DOPO QUELLA DEL PING PONG, ARRIVA LA DIPLOMAZIA DELL’HOCKEY - NELLA TELEFONATA DI IERI, PUTIN HA PROPOSTO DI ORGANIZZARE PARTITE IN RUSSIA E IN AMERICA FRA SQUADRE DELLE RISPETTIVE LEGHE PROFESSIONISTICHE COME SEGNO DI DISGELO TRA LE DUE SUPERPOTENZE. E TRUMP “HA APPOGGIATO L’IDEA”, FA SAPERE IL CREMLINO - L’HOCKEY INSIEME AL JUDO È LO SPORT PREFERITO DA “MAD VLAD”, MA ALL’EPOCA DELLA GUERRA FREDDA ERA UN TERRENO DI SCONTRO, AL PARI DEGLI SCACCHI, FRA AMERICANI E RUSSI O, MEGLIO, SOVIETICI...
Enrico Franceschini per "la Repubblica" - Estratti
DONALD TRUMP GIOCA A HOCKEY CON PUTIN - IMMAGINE GENERATA DALL IA
Dopo la diplomazia del ping pong, arriva la diplomazia dell’hockey. Su ghiaccio, naturalmente, che per giocare deve essere ben solido: ci fosse il disgelo sul campo, nessuno potrebbe pattinare. Ma come metafora di un disgelo politico fra Mosca e Washington va bene lo stesso, deve avere pensato Putin: perciò nella telefonata di ieri ha proposto di organizzare partite in Russia e in America fra squadre delle rispettive leghe professionistiche, la National Hockey League americana e la Kontinental Hockey League russa, e Trump «ha appoggiato l’idea», afferma il Cremlino.
Non è sorprendente che il presidente russo abbia scelto l’hockey come veicolo di migliori rapporti con gli Stati Uniti. Insieme al judo, è il suo sport preferito: si diletta spesso a impugnare la mazza per giocare con amici e veterani, che danno l’impressione, naturalmente, di lasciarlo vincere.
Numerosi campioni russi, inoltre, giocano negli Usa, tra i quali Aleksandr Ovechkin: come capitano dei Washington Capitals è il secondo marcatore di tutti i tempi della Nhl e proprio nei giorni scorsi è arrivato a 8 reti dal numero uno assoluto, l’americano-canadese Wayne Gretzky, oggi ritiratosi dalle gare ma rimasto famoso come Michael Jordan nel basket. Messi al bando dai tornei internazionali a causa dell’invasione dell’Ucraina, quando giocano per la Russia, i russi possono ancora competere individualmente: e Ovechkin, soprannominato “The Great 8”, il Grande 8, dal numero che ha sulla maglia, è troppo forte per venire contestato.

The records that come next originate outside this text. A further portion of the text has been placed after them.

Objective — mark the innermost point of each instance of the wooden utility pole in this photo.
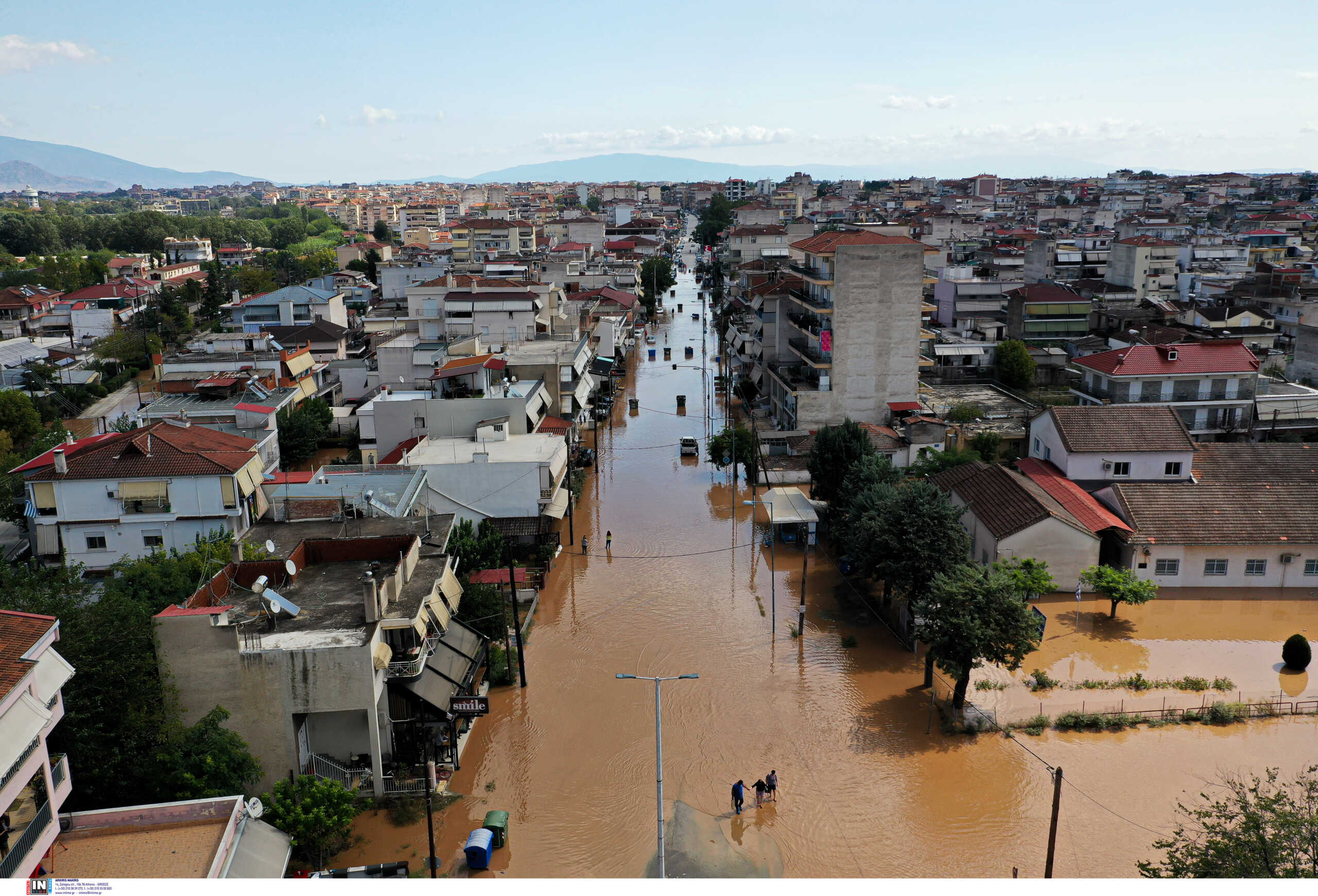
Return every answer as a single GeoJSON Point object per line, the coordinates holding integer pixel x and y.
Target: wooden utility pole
{"type": "Point", "coordinates": [1052, 827]}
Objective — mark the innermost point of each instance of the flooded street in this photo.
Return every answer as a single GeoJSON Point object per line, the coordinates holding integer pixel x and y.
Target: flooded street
{"type": "Point", "coordinates": [865, 789]}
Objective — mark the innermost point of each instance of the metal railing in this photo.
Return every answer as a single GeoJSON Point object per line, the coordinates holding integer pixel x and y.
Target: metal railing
{"type": "Point", "coordinates": [413, 667]}
{"type": "Point", "coordinates": [18, 763]}
{"type": "Point", "coordinates": [18, 861]}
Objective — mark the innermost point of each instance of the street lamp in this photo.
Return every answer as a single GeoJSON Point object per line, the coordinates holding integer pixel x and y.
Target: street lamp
{"type": "Point", "coordinates": [658, 746]}
{"type": "Point", "coordinates": [773, 565]}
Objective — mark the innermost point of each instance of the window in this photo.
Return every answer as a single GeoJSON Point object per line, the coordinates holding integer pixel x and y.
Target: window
{"type": "Point", "coordinates": [1167, 567]}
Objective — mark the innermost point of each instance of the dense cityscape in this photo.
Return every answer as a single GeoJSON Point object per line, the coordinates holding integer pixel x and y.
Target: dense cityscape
{"type": "Point", "coordinates": [351, 525]}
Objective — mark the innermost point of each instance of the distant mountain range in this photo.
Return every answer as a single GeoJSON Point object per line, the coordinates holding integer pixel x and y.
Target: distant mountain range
{"type": "Point", "coordinates": [83, 164]}
{"type": "Point", "coordinates": [19, 175]}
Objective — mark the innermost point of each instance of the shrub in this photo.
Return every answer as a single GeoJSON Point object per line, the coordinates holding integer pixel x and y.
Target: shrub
{"type": "Point", "coordinates": [1296, 653]}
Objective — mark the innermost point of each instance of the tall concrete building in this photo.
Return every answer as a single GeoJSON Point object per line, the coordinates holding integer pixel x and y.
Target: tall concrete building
{"type": "Point", "coordinates": [853, 330]}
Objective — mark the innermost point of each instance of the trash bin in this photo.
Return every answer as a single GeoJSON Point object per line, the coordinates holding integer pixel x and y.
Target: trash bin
{"type": "Point", "coordinates": [496, 822]}
{"type": "Point", "coordinates": [479, 848]}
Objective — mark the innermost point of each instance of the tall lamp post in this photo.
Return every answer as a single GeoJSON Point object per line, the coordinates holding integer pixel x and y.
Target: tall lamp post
{"type": "Point", "coordinates": [658, 747]}
{"type": "Point", "coordinates": [773, 565]}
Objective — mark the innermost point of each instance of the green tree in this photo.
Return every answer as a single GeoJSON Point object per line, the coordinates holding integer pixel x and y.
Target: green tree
{"type": "Point", "coordinates": [931, 462]}
{"type": "Point", "coordinates": [1015, 365]}
{"type": "Point", "coordinates": [1031, 576]}
{"type": "Point", "coordinates": [205, 761]}
{"type": "Point", "coordinates": [317, 813]}
{"type": "Point", "coordinates": [19, 418]}
{"type": "Point", "coordinates": [973, 616]}
{"type": "Point", "coordinates": [986, 445]}
{"type": "Point", "coordinates": [835, 451]}
{"type": "Point", "coordinates": [1251, 828]}
{"type": "Point", "coordinates": [1118, 586]}
{"type": "Point", "coordinates": [721, 446]}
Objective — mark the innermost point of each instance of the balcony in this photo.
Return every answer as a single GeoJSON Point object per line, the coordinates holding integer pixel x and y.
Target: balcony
{"type": "Point", "coordinates": [811, 355]}
{"type": "Point", "coordinates": [810, 302]}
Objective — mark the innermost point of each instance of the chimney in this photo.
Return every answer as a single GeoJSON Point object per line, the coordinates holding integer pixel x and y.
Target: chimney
{"type": "Point", "coordinates": [368, 599]}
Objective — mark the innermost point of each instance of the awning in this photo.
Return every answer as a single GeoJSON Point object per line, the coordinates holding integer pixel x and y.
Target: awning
{"type": "Point", "coordinates": [144, 490]}
{"type": "Point", "coordinates": [558, 506]}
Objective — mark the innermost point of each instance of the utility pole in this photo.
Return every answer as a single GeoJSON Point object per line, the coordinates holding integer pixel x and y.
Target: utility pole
{"type": "Point", "coordinates": [1052, 827]}
{"type": "Point", "coordinates": [658, 749]}
{"type": "Point", "coordinates": [517, 621]}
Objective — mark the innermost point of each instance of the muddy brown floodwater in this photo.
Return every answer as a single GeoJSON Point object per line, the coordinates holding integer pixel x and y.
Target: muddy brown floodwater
{"type": "Point", "coordinates": [865, 789]}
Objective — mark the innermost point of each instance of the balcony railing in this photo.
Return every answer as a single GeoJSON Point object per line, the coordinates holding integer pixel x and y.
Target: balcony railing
{"type": "Point", "coordinates": [19, 859]}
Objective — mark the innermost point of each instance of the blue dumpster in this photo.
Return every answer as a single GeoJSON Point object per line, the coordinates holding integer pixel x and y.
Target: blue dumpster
{"type": "Point", "coordinates": [480, 844]}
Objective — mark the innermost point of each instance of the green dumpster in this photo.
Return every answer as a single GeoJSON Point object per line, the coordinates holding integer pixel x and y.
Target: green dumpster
{"type": "Point", "coordinates": [496, 822]}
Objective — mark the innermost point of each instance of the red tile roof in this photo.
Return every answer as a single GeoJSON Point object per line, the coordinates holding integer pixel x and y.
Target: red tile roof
{"type": "Point", "coordinates": [824, 243]}
{"type": "Point", "coordinates": [19, 631]}
{"type": "Point", "coordinates": [1218, 356]}
{"type": "Point", "coordinates": [1083, 506]}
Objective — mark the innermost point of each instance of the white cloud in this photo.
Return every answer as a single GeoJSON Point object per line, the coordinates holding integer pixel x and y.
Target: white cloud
{"type": "Point", "coordinates": [894, 102]}
{"type": "Point", "coordinates": [20, 55]}
{"type": "Point", "coordinates": [376, 116]}
{"type": "Point", "coordinates": [663, 137]}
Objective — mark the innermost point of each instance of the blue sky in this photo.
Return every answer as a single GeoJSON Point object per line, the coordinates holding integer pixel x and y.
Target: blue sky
{"type": "Point", "coordinates": [307, 91]}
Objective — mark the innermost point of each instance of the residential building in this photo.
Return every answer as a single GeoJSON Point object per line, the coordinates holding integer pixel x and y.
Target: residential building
{"type": "Point", "coordinates": [866, 286]}
{"type": "Point", "coordinates": [34, 784]}
{"type": "Point", "coordinates": [1211, 385]}
{"type": "Point", "coordinates": [127, 495]}
{"type": "Point", "coordinates": [340, 669]}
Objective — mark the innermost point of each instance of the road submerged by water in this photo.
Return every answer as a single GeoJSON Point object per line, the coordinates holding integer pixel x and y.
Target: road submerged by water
{"type": "Point", "coordinates": [865, 789]}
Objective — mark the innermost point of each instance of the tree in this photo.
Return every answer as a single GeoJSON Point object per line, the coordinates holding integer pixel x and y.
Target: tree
{"type": "Point", "coordinates": [835, 451]}
{"type": "Point", "coordinates": [973, 616]}
{"type": "Point", "coordinates": [1253, 828]}
{"type": "Point", "coordinates": [931, 462]}
{"type": "Point", "coordinates": [721, 446]}
{"type": "Point", "coordinates": [317, 813]}
{"type": "Point", "coordinates": [1031, 576]}
{"type": "Point", "coordinates": [205, 761]}
{"type": "Point", "coordinates": [1015, 365]}
{"type": "Point", "coordinates": [19, 417]}
{"type": "Point", "coordinates": [1118, 586]}
{"type": "Point", "coordinates": [986, 445]}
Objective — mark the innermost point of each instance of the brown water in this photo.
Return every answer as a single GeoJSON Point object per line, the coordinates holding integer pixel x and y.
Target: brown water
{"type": "Point", "coordinates": [865, 788]}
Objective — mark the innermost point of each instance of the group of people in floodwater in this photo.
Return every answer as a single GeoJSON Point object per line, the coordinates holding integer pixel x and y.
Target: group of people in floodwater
{"type": "Point", "coordinates": [766, 789]}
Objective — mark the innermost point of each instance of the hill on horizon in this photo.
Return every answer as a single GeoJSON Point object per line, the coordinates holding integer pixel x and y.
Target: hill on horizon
{"type": "Point", "coordinates": [77, 163]}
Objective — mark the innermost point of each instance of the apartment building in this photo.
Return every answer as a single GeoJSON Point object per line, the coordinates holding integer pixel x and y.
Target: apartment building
{"type": "Point", "coordinates": [126, 495]}
{"type": "Point", "coordinates": [34, 784]}
{"type": "Point", "coordinates": [865, 289]}
{"type": "Point", "coordinates": [1210, 385]}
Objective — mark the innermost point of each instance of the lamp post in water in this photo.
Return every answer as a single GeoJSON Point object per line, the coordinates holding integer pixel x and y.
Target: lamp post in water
{"type": "Point", "coordinates": [773, 565]}
{"type": "Point", "coordinates": [658, 746]}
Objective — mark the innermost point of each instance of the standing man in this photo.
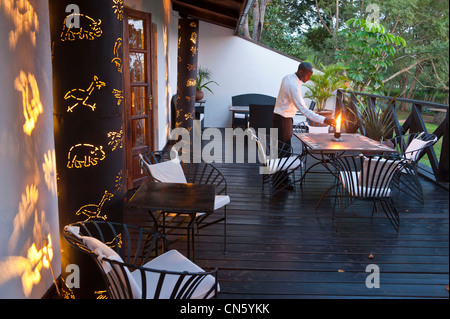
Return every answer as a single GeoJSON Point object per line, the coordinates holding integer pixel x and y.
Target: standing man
{"type": "Point", "coordinates": [290, 100]}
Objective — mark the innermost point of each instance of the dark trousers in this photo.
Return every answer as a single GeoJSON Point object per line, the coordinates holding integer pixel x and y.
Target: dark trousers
{"type": "Point", "coordinates": [285, 128]}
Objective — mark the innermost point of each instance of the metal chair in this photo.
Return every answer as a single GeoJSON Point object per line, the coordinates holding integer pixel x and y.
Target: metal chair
{"type": "Point", "coordinates": [135, 262]}
{"type": "Point", "coordinates": [412, 147]}
{"type": "Point", "coordinates": [367, 178]}
{"type": "Point", "coordinates": [178, 172]}
{"type": "Point", "coordinates": [280, 165]}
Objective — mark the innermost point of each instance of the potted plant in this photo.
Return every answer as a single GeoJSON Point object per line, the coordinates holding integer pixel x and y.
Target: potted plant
{"type": "Point", "coordinates": [324, 84]}
{"type": "Point", "coordinates": [203, 82]}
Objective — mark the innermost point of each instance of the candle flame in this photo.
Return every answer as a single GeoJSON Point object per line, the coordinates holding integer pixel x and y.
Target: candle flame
{"type": "Point", "coordinates": [338, 124]}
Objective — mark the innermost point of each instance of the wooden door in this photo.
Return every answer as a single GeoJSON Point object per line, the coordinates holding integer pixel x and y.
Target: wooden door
{"type": "Point", "coordinates": [138, 77]}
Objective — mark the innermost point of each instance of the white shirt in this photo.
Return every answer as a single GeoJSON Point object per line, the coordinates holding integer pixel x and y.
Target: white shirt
{"type": "Point", "coordinates": [290, 100]}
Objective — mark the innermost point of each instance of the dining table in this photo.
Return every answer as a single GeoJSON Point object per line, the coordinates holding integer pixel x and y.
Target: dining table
{"type": "Point", "coordinates": [325, 146]}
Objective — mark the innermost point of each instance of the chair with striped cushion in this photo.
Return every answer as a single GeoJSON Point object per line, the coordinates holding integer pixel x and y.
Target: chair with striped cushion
{"type": "Point", "coordinates": [367, 178]}
{"type": "Point", "coordinates": [412, 147]}
{"type": "Point", "coordinates": [138, 265]}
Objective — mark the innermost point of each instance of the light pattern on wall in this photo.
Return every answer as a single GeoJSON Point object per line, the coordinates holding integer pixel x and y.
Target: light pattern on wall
{"type": "Point", "coordinates": [191, 82]}
{"type": "Point", "coordinates": [119, 181]}
{"type": "Point", "coordinates": [118, 95]}
{"type": "Point", "coordinates": [39, 253]}
{"type": "Point", "coordinates": [24, 18]}
{"type": "Point", "coordinates": [77, 95]}
{"type": "Point", "coordinates": [92, 211]}
{"type": "Point", "coordinates": [116, 139]}
{"type": "Point", "coordinates": [26, 211]}
{"type": "Point", "coordinates": [49, 168]}
{"type": "Point", "coordinates": [32, 105]}
{"type": "Point", "coordinates": [118, 53]}
{"type": "Point", "coordinates": [89, 29]}
{"type": "Point", "coordinates": [85, 155]}
{"type": "Point", "coordinates": [194, 37]}
{"type": "Point", "coordinates": [118, 8]}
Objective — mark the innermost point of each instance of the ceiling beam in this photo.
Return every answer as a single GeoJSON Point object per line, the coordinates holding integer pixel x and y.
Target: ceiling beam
{"type": "Point", "coordinates": [224, 13]}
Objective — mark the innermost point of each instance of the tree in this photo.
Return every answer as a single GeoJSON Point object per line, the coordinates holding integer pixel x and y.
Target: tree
{"type": "Point", "coordinates": [258, 14]}
{"type": "Point", "coordinates": [367, 48]}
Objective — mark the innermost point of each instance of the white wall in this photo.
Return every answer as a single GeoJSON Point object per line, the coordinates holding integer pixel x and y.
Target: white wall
{"type": "Point", "coordinates": [28, 209]}
{"type": "Point", "coordinates": [238, 66]}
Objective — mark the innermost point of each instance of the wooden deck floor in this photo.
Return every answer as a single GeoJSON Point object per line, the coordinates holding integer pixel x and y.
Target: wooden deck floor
{"type": "Point", "coordinates": [283, 248]}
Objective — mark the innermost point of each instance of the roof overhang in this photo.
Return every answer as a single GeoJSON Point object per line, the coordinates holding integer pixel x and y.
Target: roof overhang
{"type": "Point", "coordinates": [226, 13]}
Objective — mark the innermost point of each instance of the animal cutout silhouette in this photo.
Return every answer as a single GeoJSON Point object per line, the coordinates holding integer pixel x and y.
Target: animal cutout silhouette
{"type": "Point", "coordinates": [88, 28]}
{"type": "Point", "coordinates": [83, 95]}
{"type": "Point", "coordinates": [94, 210]}
{"type": "Point", "coordinates": [118, 54]}
{"type": "Point", "coordinates": [85, 155]}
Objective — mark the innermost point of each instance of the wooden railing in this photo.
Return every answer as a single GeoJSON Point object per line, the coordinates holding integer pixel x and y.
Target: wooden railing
{"type": "Point", "coordinates": [439, 170]}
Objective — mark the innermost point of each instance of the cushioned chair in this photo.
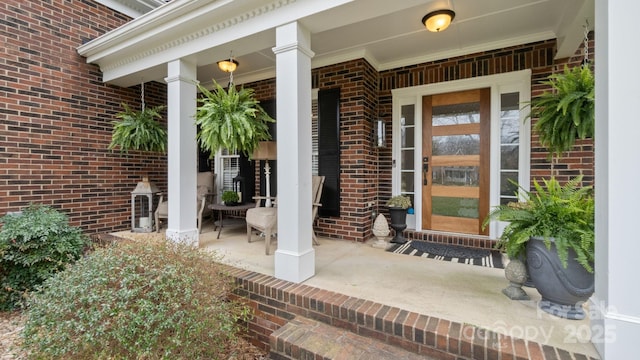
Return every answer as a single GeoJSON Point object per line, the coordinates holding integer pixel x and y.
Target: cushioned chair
{"type": "Point", "coordinates": [265, 219]}
{"type": "Point", "coordinates": [206, 194]}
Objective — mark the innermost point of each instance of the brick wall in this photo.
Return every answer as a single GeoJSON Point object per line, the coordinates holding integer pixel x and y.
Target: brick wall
{"type": "Point", "coordinates": [56, 113]}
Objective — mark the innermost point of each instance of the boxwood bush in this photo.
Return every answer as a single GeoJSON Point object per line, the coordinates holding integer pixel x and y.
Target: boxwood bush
{"type": "Point", "coordinates": [33, 246]}
{"type": "Point", "coordinates": [136, 300]}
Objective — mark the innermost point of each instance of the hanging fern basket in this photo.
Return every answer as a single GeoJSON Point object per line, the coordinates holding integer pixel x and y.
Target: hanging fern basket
{"type": "Point", "coordinates": [567, 112]}
{"type": "Point", "coordinates": [139, 130]}
{"type": "Point", "coordinates": [230, 119]}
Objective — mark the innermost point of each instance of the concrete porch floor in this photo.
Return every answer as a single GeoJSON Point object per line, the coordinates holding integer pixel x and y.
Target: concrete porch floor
{"type": "Point", "coordinates": [457, 292]}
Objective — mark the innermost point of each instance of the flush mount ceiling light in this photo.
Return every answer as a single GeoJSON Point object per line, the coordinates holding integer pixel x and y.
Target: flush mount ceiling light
{"type": "Point", "coordinates": [438, 20]}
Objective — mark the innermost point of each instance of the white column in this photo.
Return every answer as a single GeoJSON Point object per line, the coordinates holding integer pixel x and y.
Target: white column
{"type": "Point", "coordinates": [616, 306]}
{"type": "Point", "coordinates": [295, 257]}
{"type": "Point", "coordinates": [181, 108]}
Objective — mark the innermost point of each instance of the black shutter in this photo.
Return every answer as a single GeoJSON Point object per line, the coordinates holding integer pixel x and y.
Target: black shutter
{"type": "Point", "coordinates": [269, 107]}
{"type": "Point", "coordinates": [329, 150]}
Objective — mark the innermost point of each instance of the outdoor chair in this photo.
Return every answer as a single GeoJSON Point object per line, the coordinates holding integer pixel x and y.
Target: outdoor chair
{"type": "Point", "coordinates": [206, 194]}
{"type": "Point", "coordinates": [265, 219]}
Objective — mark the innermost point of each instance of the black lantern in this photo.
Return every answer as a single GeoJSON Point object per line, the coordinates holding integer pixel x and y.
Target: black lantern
{"type": "Point", "coordinates": [239, 187]}
{"type": "Point", "coordinates": [142, 200]}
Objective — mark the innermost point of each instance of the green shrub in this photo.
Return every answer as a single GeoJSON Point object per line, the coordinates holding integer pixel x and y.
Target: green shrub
{"type": "Point", "coordinates": [34, 246]}
{"type": "Point", "coordinates": [136, 299]}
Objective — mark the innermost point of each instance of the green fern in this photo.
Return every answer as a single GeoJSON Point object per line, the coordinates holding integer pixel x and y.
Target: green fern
{"type": "Point", "coordinates": [139, 130]}
{"type": "Point", "coordinates": [567, 112]}
{"type": "Point", "coordinates": [564, 213]}
{"type": "Point", "coordinates": [231, 120]}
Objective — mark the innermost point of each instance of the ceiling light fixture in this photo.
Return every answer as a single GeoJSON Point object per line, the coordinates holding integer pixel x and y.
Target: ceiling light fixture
{"type": "Point", "coordinates": [438, 20]}
{"type": "Point", "coordinates": [228, 65]}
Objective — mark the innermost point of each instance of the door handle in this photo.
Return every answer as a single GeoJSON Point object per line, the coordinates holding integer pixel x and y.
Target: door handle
{"type": "Point", "coordinates": [425, 170]}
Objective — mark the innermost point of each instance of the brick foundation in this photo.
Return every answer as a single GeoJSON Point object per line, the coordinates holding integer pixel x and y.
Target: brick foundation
{"type": "Point", "coordinates": [277, 302]}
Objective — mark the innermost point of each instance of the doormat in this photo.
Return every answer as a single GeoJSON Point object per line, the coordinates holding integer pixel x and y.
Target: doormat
{"type": "Point", "coordinates": [453, 253]}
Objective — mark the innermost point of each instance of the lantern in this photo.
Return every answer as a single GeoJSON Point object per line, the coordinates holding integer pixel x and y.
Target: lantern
{"type": "Point", "coordinates": [142, 206]}
{"type": "Point", "coordinates": [239, 187]}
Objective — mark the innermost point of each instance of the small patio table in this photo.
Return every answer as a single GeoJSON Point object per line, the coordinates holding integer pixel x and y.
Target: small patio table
{"type": "Point", "coordinates": [222, 208]}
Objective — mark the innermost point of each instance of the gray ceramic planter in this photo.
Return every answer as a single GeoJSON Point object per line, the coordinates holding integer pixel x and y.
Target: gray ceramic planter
{"type": "Point", "coordinates": [563, 290]}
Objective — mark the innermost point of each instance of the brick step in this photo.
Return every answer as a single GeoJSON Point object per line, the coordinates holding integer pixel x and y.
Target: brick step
{"type": "Point", "coordinates": [304, 338]}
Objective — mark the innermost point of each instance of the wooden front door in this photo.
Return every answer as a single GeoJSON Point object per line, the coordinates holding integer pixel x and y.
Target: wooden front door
{"type": "Point", "coordinates": [455, 161]}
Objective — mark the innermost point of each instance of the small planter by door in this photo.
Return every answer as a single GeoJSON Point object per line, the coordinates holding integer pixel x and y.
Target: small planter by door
{"type": "Point", "coordinates": [563, 290]}
{"type": "Point", "coordinates": [398, 224]}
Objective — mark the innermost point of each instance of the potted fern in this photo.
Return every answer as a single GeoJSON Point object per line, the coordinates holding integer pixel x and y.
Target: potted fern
{"type": "Point", "coordinates": [139, 130]}
{"type": "Point", "coordinates": [553, 227]}
{"type": "Point", "coordinates": [230, 119]}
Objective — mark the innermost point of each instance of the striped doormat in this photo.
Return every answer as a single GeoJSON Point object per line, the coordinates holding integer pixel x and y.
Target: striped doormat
{"type": "Point", "coordinates": [454, 253]}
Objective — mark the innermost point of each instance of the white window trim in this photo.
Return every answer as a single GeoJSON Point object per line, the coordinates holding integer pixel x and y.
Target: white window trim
{"type": "Point", "coordinates": [518, 81]}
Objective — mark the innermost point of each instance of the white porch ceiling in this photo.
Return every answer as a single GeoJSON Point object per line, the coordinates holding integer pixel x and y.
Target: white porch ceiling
{"type": "Point", "coordinates": [388, 34]}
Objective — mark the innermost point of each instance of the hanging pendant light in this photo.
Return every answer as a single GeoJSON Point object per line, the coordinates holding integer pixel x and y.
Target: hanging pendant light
{"type": "Point", "coordinates": [229, 66]}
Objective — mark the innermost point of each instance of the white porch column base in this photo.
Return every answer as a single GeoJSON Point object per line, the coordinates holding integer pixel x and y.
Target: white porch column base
{"type": "Point", "coordinates": [187, 237]}
{"type": "Point", "coordinates": [295, 257]}
{"type": "Point", "coordinates": [295, 266]}
{"type": "Point", "coordinates": [182, 152]}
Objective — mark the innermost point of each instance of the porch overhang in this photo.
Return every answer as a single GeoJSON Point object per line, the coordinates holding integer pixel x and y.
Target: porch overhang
{"type": "Point", "coordinates": [387, 34]}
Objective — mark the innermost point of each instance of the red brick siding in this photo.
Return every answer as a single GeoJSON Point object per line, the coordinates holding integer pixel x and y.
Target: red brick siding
{"type": "Point", "coordinates": [56, 115]}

All’epoca della Guerra fredda, in verità, le sfide a hockey fra americani e russi o, meglio, sovietici, erano, come negli scacchi, un altro terreno della lotta per la supremazia fra le due superpotenze, fra democrazia e comunismo.
Una in particolare è passata alla storia: il “miracolo sul ghiaccio” alle Olimpiadi invernali del 1980 a Lake Placid, nello Stato di New York, quando la squadra americana, nonostante l’Urss avesse vinto la medaglia d’oro in cinque dei sei precedenti giochi olimpici e fosse favorita, prevalse 4 a 3 in una drammatica partita. In quella come in altre occasioni, la gara sembrò una battaglia: nell’hockey, del resto, non è insolito che il ghiaccio si tinga di sangue. Ma nelle partite ora proposte da Putin a Trump è probabile che lo spirito sarà assai più amichevole.
Una squadra Usa di tennis tavolo, visitando la Cina nei primi anni 70, diventò la prima presenza Usa nella Repubblica popolare dopo la rivoluzione di Mao, aprendo la strada allo storico reciproco riconoscimento: quella “diplomazia del ping pong” fu uno degli strumenti usati dal presidente Nixon e dal suo consigliere Kissinger per stabilire relazioni con Pechino.